‘If you’re looking to implement a workable drug policy, you need to ask the right people to take part in the consultation.’
That’s the message from a group of 7 civil society organisations involved in the Pan-European drug debate.
Together, they have requested that the European Commission provide full details of the selection process used to choose delegates who will attend the Civil Society Forum on Drug Policy, which takes place December 13 and 14 2007, in Brussels.
Of an initial 75 respondents who expressed an interest in attending, only 26 organisations were actually invited. Now one of them (ENCOD, European Coalition for Just and Effective Drug Policies), is asking together with 6 other groups who were not invited, how the selection process was undertaken?
It would appear some of the groups that have been invited to the forum do not fulfil the criteria of a civil society organisation while others, who were not invited, represent important factors in the European drug debate, such as the drug consumers themselves.
Surely no single group is more or less important than another, so if 75 groups would like to attend, the European Commision should be prepared to hear 75 voices?
Since the first reflections on a common European Union drug policy in 1986, it has been stressed in official EU documents that civil society should be consulted and involved in the design and implementation of union-wide drug policies. Yet, in the past 21 years, this engagement has not been put into practice.
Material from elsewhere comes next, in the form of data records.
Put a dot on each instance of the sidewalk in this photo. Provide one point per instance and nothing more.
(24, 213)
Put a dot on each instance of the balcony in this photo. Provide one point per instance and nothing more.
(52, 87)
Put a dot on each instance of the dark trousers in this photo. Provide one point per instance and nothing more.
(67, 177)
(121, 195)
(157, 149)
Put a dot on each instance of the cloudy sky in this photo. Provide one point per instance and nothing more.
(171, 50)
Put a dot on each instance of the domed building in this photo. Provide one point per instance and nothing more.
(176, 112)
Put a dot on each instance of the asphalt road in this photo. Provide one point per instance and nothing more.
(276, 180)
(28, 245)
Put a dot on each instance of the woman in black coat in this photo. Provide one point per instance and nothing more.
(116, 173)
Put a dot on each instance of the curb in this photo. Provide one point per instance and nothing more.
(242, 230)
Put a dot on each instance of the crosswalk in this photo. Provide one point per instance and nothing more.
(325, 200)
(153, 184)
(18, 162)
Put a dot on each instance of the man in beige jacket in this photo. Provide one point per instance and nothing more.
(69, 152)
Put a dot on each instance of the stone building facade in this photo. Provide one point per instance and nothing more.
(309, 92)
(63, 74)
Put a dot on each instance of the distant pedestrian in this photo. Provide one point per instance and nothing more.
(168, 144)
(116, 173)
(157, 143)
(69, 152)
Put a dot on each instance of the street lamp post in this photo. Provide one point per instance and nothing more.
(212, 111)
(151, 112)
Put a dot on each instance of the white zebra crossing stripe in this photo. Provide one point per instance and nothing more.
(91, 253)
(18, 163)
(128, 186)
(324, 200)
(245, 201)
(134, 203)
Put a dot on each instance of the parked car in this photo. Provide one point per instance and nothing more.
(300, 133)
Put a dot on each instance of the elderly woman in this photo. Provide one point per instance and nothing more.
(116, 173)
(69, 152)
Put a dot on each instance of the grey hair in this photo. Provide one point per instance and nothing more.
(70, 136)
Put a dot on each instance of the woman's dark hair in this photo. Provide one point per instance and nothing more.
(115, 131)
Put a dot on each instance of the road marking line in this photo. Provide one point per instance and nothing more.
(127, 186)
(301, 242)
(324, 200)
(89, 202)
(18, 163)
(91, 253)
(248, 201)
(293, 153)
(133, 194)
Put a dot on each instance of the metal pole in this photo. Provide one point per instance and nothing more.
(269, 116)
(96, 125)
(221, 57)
Public and even parliamentary attention has been kept away from the outcomes of current drug policies, so a discussion about the lessons that could have been learned from them has not taken place.
Drug policy has a huge impact on European civil society. Current drug laws lead to the criminalisation of tens of millions of law abiding citizens, without any evidence that this is an effective way of reducing harm caused to public safety.
Meanwhile, due the illegal environment, drug consumption often takes place in unsafe conditions and irresponsible ways that create significant harm to the health of both consumers and their surroundings.
ENCOD – coordinator Joep Oomen comments: “The establishment of dialogue mechanisms with civil society on EU level is an opportunity to increase public acceptance of the European project. However, the way the European Commission is handling this project at the moment when it comes to drug policies, leaves much to be desired in terms of transparency and participation. It is an extremely negative example of what kind of democracy the European Union pretends to be.”